Registers used for results internal to that loop can be assigned to the same Wave32 register ID, as the software knows the intermediate results of the halves are separated in time--saving some capacity if that mode is used.

Sort of killer feature would be the option to double accessible LDS for certain workgroups, while running others that do not use any LDS on on the other half of one WGP. If technically possible, would be worth some work to make it happen!
Perhaps someone has parsed the ISA doc better than I have, but I didn't see reference to the LDS allocation values in the wavefront context being extended to give them the ability to allocate more LDS.

It is not magic, it is an effect of the shorter execution latency. Each instruction result has a reservation in the register file.

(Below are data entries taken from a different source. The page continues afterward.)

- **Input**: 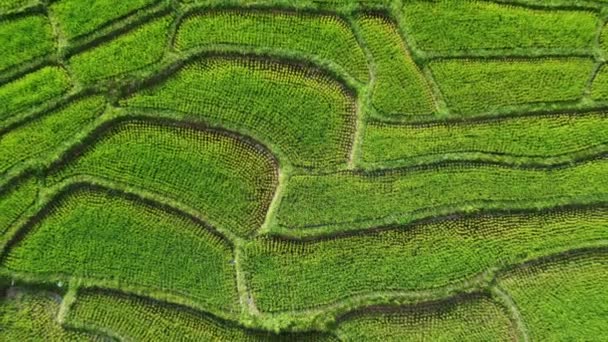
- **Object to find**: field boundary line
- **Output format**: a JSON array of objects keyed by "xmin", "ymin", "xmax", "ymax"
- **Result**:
[{"xmin": 491, "ymin": 286, "xmax": 529, "ymax": 342}]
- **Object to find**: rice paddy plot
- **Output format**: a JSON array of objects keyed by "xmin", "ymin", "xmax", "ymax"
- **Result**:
[
  {"xmin": 0, "ymin": 177, "xmax": 38, "ymax": 239},
  {"xmin": 0, "ymin": 67, "xmax": 72, "ymax": 123},
  {"xmin": 69, "ymin": 17, "xmax": 171, "ymax": 84},
  {"xmin": 336, "ymin": 294, "xmax": 516, "ymax": 341},
  {"xmin": 361, "ymin": 112, "xmax": 608, "ymax": 168},
  {"xmin": 121, "ymin": 58, "xmax": 356, "ymax": 169},
  {"xmin": 498, "ymin": 251, "xmax": 608, "ymax": 341},
  {"xmin": 245, "ymin": 207, "xmax": 608, "ymax": 311},
  {"xmin": 48, "ymin": 120, "xmax": 278, "ymax": 238},
  {"xmin": 276, "ymin": 160, "xmax": 608, "ymax": 233},
  {"xmin": 0, "ymin": 15, "xmax": 55, "ymax": 73},
  {"xmin": 0, "ymin": 288, "xmax": 106, "ymax": 341},
  {"xmin": 356, "ymin": 15, "xmax": 436, "ymax": 118},
  {"xmin": 3, "ymin": 187, "xmax": 239, "ymax": 315},
  {"xmin": 0, "ymin": 96, "xmax": 106, "ymax": 176},
  {"xmin": 402, "ymin": 0, "xmax": 598, "ymax": 54},
  {"xmin": 429, "ymin": 58, "xmax": 593, "ymax": 117},
  {"xmin": 176, "ymin": 10, "xmax": 369, "ymax": 83},
  {"xmin": 66, "ymin": 289, "xmax": 339, "ymax": 342},
  {"xmin": 49, "ymin": 0, "xmax": 163, "ymax": 41}
]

Since latency in RDNA is one quarter of GCN, register file entries used for temporary results effectively have one quarter the footprint (measured in bytes times cycles).
The issue latency is 1/4 of GCN. For scalar forwarding, there appears to be a 2-cycle latency, which is better though not relevant as far as scalar register file footprint goes. It's scalar, so no savings in register width. It's also RDNA, which has shifted to a static 128 registers per wavefront, which in capacity terms is worse than GCN though it's rendered moot by the architecture having enough register file space to hard-wire the allocation.

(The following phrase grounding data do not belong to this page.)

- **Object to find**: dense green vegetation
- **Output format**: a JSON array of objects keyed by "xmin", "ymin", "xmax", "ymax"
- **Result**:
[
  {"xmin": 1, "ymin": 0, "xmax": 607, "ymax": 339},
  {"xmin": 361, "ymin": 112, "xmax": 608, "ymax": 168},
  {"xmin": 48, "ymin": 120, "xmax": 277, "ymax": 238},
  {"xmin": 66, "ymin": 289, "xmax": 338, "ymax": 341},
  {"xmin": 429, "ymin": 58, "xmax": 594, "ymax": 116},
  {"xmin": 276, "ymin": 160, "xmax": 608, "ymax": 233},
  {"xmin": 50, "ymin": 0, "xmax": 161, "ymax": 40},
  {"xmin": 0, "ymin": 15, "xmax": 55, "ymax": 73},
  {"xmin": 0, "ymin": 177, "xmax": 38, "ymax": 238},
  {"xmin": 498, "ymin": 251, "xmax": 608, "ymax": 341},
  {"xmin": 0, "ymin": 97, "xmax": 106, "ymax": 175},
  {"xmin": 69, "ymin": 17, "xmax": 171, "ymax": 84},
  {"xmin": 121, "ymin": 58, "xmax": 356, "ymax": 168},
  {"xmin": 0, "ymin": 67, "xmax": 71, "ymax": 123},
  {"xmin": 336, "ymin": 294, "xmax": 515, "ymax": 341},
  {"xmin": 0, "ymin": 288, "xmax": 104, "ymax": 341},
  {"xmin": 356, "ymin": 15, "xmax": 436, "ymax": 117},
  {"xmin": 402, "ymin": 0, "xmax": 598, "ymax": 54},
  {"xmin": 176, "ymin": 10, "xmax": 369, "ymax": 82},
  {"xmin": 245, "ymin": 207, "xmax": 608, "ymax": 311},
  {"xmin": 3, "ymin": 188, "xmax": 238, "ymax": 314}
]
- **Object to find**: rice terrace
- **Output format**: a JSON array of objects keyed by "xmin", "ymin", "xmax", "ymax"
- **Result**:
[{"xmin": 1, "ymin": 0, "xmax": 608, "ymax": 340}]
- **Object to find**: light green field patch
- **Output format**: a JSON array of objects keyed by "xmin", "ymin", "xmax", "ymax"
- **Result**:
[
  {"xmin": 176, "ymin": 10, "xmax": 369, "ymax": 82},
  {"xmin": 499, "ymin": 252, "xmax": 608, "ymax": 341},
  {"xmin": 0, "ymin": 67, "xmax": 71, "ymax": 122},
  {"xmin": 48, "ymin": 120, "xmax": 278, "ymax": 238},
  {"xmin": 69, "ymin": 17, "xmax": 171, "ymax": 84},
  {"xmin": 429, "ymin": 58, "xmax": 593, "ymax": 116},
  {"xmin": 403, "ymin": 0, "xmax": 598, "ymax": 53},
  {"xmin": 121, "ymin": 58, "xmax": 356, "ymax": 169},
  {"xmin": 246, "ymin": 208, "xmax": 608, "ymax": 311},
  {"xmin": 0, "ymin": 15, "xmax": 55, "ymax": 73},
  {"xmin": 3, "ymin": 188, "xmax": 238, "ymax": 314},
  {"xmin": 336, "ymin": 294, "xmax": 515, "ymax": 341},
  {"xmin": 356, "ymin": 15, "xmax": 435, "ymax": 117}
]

The vector result forwarding latency is worse than GCN, with RDNA needing 5 clock cycles before a dependent instruction can issue versus GCN's 4.
Depending on what the limiting factor is for getting from the point of a temp register being written and its being consumed, there would be cases where a temp generated ahead of a serial chain would live longer with RDNA than GCN.
Wave64 can provide register savings, within the limits of sub-vector mode. If running in Wave32 on a workload that can readily use up 64 work-items, needing 2x the wavefronts to get the same number of work-items leaves overall occupancy similar.
 
Perhaps someone has parsed the ISA doc better than I have, but I didn't see reference to the LDS allocation values in the wavefront context being extended to give them the ability to allocate more LDS.

Section 10.3 is the closest I remember seeing:

In WGP mode, the waves are distributed over all 4 SIMD32’s and LDS space maybe allocated
anywhere within the LDS memory. Waves may access data on the "near" or "far" side of LDS
equally, but performance may be lower in some cases.
 
Section 10.3 is the closest I remember seeing:

In WGP mode, the waves are distributed over all 4 SIMD32’s and LDS space maybe allocated
anywhere within the LDS memory. Waves may access data on the "near" or "far" side of LDS
equally, but performance may be lower in some cases.

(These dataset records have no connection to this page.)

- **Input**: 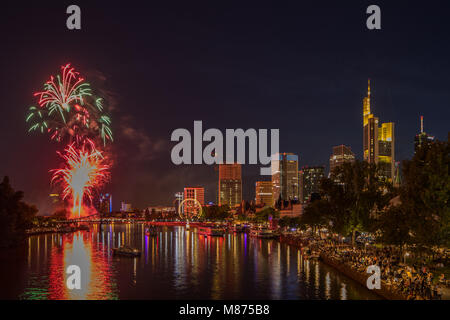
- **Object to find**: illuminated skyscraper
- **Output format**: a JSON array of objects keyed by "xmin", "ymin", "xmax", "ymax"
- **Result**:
[
  {"xmin": 300, "ymin": 166, "xmax": 325, "ymax": 203},
  {"xmin": 218, "ymin": 164, "xmax": 242, "ymax": 207},
  {"xmin": 184, "ymin": 187, "xmax": 204, "ymax": 216},
  {"xmin": 362, "ymin": 80, "xmax": 395, "ymax": 181},
  {"xmin": 329, "ymin": 145, "xmax": 355, "ymax": 176},
  {"xmin": 414, "ymin": 116, "xmax": 435, "ymax": 153},
  {"xmin": 271, "ymin": 153, "xmax": 299, "ymax": 203},
  {"xmin": 255, "ymin": 181, "xmax": 273, "ymax": 206},
  {"xmin": 99, "ymin": 193, "xmax": 113, "ymax": 214}
]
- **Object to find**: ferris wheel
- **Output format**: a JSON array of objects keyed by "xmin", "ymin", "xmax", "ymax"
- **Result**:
[{"xmin": 178, "ymin": 198, "xmax": 202, "ymax": 220}]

I saw where it references the ability for wavefronts on either side of the dual-CU to access data in the other half--subject to unspecified performance limits.
I interpreted the statement about allowing the option to double the accessible LDS for certain workgroups to mean allowing an allocation twice the size of what a GCN wavefront could allocate. However, the sections I saw that referenced allocation like M0 or the LDS_ALLOC didn't appear to be different. Some of the other items like offset values for addressing also didn't change in stride or length, but I may have missed some change that would allow a larger allocation or allow a wavefront to access the portions of a larger allocation.
 
If a single CU in RDNA were asked to support the same number of work-items as GCN (2x Wave32 wavefronts or 1 Wave64 per GCN wavefront without certain optimizations), it would have the same register capacity per work-item.
Yeah, that's what i thought, but hard to be sure. Being no hardware guy i tend to ignore details that won't affect programming. For example i never cared GCN has 16-simds and just assume 64 threads in lockstep. Also the scalar / vector instruction cycle ratio is not important to know because it never affects any decisions - there are just no options.
I remember a lengthy discussion with another dev who thought RDNA would be twice as fast in general because 32 vs 16 simd. I ended up saying the 32 simd takes twice the time and we would see twice the TF numbers if this would be true.
Trying to understand hardware can be quite difficult nowadays :)

Perhaps someone has parsed the ISA doc better than I have, but I didn't see reference to the LDS allocation values in the wavefront context being extended to give them the ability to allocate more LDS.
I also don't think it's possible yet, but it might become an option requiring little changes. (Being just a matter of driver work sounds too good to be true i guess.)
Overall amount of LDS and registers seems just right most of the time, but still many shaders do not use LDS at all while others would benefit a lot form having more and pairing CUs seems an opportunity.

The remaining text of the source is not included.